Dans cette affaire, des milliers de personnes sont soupçonnées d'avoir dû verser des pots-de-vin à des fonctionnaires et des politiques de l'Etat du Madhya Pradesh en échange d'un emploi public ou d'une formation. — Capture d'écran / Google Maps

La Cour suprême indienne a ordonné jeudi l'ouverture d'une enquête fédérale sur une affaire de versement de fonds en l'échange de l'octroi d'emplois de fonctionnaire, à la suite d'une série de décès suspects.

La Cour a ordonné au Central Bureau of Investigation (CBI), l'agence nationale en charge des enquêtes criminelles, d'enquêter sur le «scandale Vyapam» dans lequel des milliers de personnes sont soupçonnées d'avoir dû verser des pots-de-vin à des fonctionnaires et des politiques de l'Etat du Madhya Pradesh en échange d'un emploi public ou d'une formation.

Sous la pression des militants anti-corruption et des dirigeants de l'opposition

La Cour donne son feu vert pour que «l'enquête sur le +scandale Vyapam+ soit transférée au CBI, tout comme sur les décès de personnes présumées en lien avec ce scandale afin de permettre une enquête libre et impartiale», selon ce jugement consulté par l'AFP.

La Cour a pris cette décision après plusieurs requêtes déposées par des militants anti-corruption et des dirigeants de l'opposition lui demandant d'ordonner une enquête impartiale dans cette affaire remontant à 2013.

Les investigations étaient jusque-là menées par la police de cet Etat du centre de l'Inde qui a arrêté 2.000 personnes - dont quelques hauts fonctionnaires et des centaines d'étudiants - au cours de son enquête. Aucune n'a été mise en examen.
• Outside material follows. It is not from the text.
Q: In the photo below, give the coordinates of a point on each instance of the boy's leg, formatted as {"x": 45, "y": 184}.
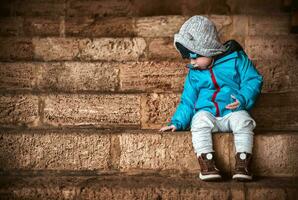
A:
{"x": 242, "y": 125}
{"x": 202, "y": 126}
Les soupçons d'étouffement de l'enquête ont été relancées ce week-end avec le décès d'un arrêt cardiaque d'un journaliste de télévision en reportage dans l'Etat.

Plus de 40 personnes mortes dans des circonstances suspectes

Akshay Singh, 38 ans, s'est senti mal alors qu'il interviewait les parents de Namrita Damor, une étudiante de 19 ans qui aurait obtenu un poste dans ce scandale et dont le corps a été retrouvé sur une voie de chemin de fer il y a deux ans. Selon la police, la jeune femme s'est suicidée mais les parents assurent qu'elle a été étranglée.

Selon des informations de presse et les affirmations du parti du Congrès, membre de l'opposition, plus de 40 personnes ayant un lien avec l'affaire - dont des suspects et des témoins - sont mortes depuis deux ans.

Le parti du Congrès accuse le ministre en chef de l'Etat du Madhya Pradesh, Shivraj Singh, - membre du parti du Premier ministre indien Narendra Modi, le Bharatiya Janata Party (BJP) - d'être impliqué dans ce scandale en dépit du peu d'éléments pour le prouver.